Note on the topology: in this project the Pi5 is the WireGuard-side collector that receives episode tarballs from one or more lab hosts — it is not the deployment target for the model. The deployment target is generic ("any constrained Linux device"). See docs/architecture.md.

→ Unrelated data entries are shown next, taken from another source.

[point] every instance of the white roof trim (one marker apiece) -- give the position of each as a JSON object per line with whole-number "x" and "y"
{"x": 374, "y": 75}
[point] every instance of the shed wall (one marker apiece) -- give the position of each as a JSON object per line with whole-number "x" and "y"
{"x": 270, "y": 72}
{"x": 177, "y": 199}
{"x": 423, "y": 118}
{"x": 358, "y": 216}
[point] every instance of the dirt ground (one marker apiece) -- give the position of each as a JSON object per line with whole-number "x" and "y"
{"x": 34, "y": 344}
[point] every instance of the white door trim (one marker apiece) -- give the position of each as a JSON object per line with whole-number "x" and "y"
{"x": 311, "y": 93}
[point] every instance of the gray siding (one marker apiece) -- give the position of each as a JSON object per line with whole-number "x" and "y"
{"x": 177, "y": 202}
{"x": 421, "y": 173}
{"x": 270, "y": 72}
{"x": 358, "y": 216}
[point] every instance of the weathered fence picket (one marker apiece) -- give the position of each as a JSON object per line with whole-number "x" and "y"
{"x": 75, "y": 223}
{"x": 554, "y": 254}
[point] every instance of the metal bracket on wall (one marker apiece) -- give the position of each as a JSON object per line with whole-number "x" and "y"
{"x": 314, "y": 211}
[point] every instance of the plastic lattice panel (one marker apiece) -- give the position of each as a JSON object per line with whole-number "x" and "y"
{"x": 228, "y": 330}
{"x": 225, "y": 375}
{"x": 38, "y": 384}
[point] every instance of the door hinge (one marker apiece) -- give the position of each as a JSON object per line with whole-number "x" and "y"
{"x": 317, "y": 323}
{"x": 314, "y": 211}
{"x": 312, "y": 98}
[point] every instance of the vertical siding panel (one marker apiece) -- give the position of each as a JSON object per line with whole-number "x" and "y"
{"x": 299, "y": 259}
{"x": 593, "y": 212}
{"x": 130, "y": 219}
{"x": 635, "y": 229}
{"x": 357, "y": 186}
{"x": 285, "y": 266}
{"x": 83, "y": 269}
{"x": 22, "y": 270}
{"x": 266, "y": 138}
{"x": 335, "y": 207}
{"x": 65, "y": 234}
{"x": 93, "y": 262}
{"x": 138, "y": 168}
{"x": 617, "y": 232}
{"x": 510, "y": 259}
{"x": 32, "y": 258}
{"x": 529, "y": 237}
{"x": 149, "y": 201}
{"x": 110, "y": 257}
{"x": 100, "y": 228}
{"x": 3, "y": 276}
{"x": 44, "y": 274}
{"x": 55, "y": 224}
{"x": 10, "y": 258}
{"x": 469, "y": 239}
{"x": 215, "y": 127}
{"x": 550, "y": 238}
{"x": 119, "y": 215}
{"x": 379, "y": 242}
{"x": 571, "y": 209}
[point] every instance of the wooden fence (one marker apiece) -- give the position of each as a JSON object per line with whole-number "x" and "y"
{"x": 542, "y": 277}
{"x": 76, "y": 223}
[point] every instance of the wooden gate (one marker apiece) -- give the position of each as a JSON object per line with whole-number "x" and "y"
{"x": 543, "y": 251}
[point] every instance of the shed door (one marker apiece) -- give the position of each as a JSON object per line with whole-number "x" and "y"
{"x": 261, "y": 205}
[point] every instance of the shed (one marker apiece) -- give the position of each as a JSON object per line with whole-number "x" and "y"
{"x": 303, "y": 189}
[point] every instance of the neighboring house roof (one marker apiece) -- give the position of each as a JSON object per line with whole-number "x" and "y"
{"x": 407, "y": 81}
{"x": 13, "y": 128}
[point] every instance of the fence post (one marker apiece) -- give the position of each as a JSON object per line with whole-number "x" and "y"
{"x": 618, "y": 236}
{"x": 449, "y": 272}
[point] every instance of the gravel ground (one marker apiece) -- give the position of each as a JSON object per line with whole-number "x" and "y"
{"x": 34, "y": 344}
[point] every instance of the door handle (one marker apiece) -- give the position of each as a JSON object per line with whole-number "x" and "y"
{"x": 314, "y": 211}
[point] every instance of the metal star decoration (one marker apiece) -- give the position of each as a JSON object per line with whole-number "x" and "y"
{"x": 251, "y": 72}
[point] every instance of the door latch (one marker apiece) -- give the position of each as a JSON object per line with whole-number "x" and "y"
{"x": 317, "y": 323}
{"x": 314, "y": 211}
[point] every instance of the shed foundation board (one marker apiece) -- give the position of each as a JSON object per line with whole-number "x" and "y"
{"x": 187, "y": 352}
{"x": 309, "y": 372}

The work is grounded in the trust-over-time scoring model from IEEE 9881803 and a related proprietary follow-on that pairs detection with blockchain-anchored hardware reset.

What lives where

Path	What it holds
`docs/architecture.md`	Lab topology, KVM choice, snapshot loop, deployment-mirror reasoning
`docs/threat-model.md`	Train/serve parity rule and the oracle-vs-deployable feature split
`docs/data-model.md`	On-disk JSONL schema, per-episode layout, phase enum
`docs/transport.md`	Sender/receiver design — how episodes get to the central collector over WG
`docs/deploy.md`	One-command install for the lab-host and receiver roles
`docs/lab-setup.md`	KVM prereqs, VM build, snapshot, virtio-serial wiring
`docs/sources.md`	Works cited — every tool, dep, sample source, paper, and standard
`orchestrator/`	State machine that drives the boot → arm → detonate → observe → revert loop
`collectors/`	One module per telemetry source (host /proc, QMP, perf, pcap, guest agent)
`vm/`	qcow2 images and snapshot scripts (binaries gitignored)
`exploits/`	Metasploit resource scripts for repeatable exploitation
`samples/`	Sample manifest (sha256-pinned). Binaries never committed.
`training/`	Model training code (deferred — schema first)

Quick orientation

Why VMs? We need a clean snapshot/revert loop and we need to run real malware without burning hardware. KVM gives us both at near-native speed.
Why is the network isolated? A host-only bridge keeps malware off the internet and off the WG overlay. The Pi5 gateway is the lab-side observer, playing the same role it would play in a deployed setting.
Why JSONL and not a database (yet)? Schema-last: collect first, decide storage shape after we see what's actually useful. JSONL is crash-safe, append-only, and reshapes trivially into Postgres/Timescale/Parquet later.
Why two models? One trained on features that exist on a real Pi (deployable), one trained on host-side QEMU-only features (oracle). The accuracy gap measures how much detection power a privileged rootkit can take from the deployed model. See docs/threat-model.md.

Status

✅ Receiver (HTTPS PUT, sha256-verified, idempotent) — tested with httpx + curl.
✅ Orchestrator v0 — single- and scheduled-phase modes, ULID episode ids.
✅ Host /proc oracle collector (source 1 of 5) at 10 Hz.
✅ Synthetic envelope demo (tools/run_envelope_demo.py) — full 8-phase XMRig-shaped envelope produced end-to-end.
✅ Phase 2 — real VM: Cirros boots under KVM, orchestrator collects telemetry against the real qemu-system pid (vm/launch_demo.sh + the existing orchestrator).
🚧 QMP collector (source 2), bridge pcap collector (source 4), in-guest agent (source 5).
🚧 Exploit driver (Metasploit RPC) for armed → infecting transitions on session_open.
🚧 Shipper (the third leg of the WG pipeline — receiver and orchestrator already verified).